Seriale sieci Netflix biją rekordy popularności na całym świecie. Do tej pory do najgłośniejszych należą House of Cards z Kevinem Spacey i Orange is The New Black. 12 sierpnia światową premierę będzie miała nowa produkcja Netflixa, The Get Down, opowiadająca o początkach kultury hip hopowej rodzącej się w Nowym Jorku. W pracę nad nią zaangażowane są takie tuzy świata hip hopu jak raper Nas czy Grandmaster Flash, zaś reżyserem The Get Down jest Baz Luhrmann, który ma na swoim koncie Wielkiego Gatsby'ego czy Moulin Rouge.
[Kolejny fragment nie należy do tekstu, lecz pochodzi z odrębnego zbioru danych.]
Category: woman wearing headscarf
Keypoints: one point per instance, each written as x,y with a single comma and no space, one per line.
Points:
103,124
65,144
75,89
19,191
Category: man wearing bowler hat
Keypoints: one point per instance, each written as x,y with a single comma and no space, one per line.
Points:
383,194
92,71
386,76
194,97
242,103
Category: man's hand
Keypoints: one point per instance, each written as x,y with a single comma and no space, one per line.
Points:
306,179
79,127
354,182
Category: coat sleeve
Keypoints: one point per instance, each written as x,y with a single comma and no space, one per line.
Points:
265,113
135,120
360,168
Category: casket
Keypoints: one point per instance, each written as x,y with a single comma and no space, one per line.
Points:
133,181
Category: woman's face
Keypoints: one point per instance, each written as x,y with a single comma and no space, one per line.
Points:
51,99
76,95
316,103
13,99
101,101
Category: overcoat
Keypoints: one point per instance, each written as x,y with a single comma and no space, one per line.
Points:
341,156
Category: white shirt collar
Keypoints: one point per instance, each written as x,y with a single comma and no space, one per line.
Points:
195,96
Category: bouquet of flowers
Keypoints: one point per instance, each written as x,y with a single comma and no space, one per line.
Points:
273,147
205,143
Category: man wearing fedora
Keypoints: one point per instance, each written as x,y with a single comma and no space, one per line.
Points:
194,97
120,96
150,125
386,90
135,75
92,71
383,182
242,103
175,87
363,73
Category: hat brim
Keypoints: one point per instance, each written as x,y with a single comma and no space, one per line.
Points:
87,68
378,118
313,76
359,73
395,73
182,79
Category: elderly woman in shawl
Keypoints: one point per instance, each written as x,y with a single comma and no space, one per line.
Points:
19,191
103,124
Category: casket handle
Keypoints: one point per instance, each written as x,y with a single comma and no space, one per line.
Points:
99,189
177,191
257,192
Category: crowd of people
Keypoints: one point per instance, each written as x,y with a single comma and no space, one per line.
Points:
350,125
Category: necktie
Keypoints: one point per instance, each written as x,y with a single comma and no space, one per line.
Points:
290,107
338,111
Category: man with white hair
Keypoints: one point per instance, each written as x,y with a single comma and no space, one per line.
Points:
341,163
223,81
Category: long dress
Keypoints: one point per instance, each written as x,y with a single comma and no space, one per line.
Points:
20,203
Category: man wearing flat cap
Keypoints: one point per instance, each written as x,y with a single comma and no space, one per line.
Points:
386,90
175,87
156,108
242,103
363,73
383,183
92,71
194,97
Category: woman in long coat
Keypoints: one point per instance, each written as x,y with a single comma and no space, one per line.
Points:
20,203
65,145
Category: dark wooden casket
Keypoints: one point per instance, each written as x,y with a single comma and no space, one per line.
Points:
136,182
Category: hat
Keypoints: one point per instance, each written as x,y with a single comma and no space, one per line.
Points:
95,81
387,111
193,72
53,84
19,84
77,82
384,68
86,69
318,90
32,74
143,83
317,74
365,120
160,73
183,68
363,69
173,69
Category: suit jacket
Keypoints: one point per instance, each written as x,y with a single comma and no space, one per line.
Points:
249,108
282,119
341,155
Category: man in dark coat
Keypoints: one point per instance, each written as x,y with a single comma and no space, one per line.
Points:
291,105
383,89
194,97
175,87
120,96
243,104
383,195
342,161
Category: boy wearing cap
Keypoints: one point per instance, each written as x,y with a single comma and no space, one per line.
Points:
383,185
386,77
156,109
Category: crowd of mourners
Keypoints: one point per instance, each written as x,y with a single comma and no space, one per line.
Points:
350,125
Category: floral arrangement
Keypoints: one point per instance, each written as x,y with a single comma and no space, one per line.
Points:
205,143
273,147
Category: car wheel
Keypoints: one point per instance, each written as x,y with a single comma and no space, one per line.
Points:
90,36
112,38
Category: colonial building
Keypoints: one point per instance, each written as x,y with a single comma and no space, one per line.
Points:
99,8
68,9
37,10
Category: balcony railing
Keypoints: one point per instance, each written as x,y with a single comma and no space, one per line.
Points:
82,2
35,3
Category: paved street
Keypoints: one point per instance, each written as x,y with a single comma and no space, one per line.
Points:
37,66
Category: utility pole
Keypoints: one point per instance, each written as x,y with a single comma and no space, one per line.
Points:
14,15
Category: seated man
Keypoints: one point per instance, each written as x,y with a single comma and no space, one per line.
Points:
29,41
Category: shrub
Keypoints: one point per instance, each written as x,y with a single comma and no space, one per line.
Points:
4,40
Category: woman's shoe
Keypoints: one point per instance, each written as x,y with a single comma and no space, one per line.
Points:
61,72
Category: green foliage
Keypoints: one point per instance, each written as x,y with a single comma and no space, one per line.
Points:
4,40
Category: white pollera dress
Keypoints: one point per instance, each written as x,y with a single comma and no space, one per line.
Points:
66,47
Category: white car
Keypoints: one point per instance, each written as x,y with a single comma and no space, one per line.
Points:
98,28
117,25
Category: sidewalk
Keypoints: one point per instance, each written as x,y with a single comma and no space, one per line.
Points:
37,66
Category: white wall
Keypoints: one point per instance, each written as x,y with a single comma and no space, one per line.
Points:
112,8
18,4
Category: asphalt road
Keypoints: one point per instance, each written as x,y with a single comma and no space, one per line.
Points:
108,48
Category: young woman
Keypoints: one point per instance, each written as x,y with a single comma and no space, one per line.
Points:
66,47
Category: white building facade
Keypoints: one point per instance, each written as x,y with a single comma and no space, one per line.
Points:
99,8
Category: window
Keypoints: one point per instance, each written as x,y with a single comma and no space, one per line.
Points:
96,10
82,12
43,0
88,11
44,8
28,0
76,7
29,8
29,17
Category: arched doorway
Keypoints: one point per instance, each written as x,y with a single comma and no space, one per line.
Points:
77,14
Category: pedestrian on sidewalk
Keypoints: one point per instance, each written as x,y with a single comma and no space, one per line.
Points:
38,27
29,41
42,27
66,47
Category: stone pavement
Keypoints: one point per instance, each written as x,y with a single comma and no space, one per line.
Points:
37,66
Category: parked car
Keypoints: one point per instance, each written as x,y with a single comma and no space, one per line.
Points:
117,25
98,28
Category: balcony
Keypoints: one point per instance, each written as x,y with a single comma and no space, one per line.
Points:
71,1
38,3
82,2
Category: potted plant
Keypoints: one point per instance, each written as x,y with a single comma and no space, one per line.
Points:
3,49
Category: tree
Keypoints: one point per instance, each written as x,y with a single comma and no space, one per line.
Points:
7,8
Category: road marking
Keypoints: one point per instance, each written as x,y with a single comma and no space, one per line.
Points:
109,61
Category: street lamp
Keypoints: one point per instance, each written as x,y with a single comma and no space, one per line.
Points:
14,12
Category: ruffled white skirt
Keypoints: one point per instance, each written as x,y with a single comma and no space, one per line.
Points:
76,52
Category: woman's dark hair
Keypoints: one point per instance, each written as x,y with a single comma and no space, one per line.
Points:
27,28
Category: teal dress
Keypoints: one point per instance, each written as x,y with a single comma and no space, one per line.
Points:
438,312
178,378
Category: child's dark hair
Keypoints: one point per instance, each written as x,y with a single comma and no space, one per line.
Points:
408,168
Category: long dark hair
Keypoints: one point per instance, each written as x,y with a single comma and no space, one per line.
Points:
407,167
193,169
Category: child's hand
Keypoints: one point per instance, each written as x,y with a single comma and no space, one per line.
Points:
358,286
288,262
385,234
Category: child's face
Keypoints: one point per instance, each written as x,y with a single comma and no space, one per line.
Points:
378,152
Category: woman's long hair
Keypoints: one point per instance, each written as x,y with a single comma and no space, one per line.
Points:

W obsadzie z kolei pojawia się Jaden Smith, Shameik Moore czy Justice Smith.
W rozmowie z Pudelkiem reżyser Baz Luhrmann i znawca kultury hip hopowej, Nelson George, opowiedzieli o procesie powstawania serialu. Twórcy przekonują, że ich nowy obraz będzie niósł wartość edukacyjną. Według Luhrmanna Koreańczycy wierzą, że hip hop pochodzi z ich kraju...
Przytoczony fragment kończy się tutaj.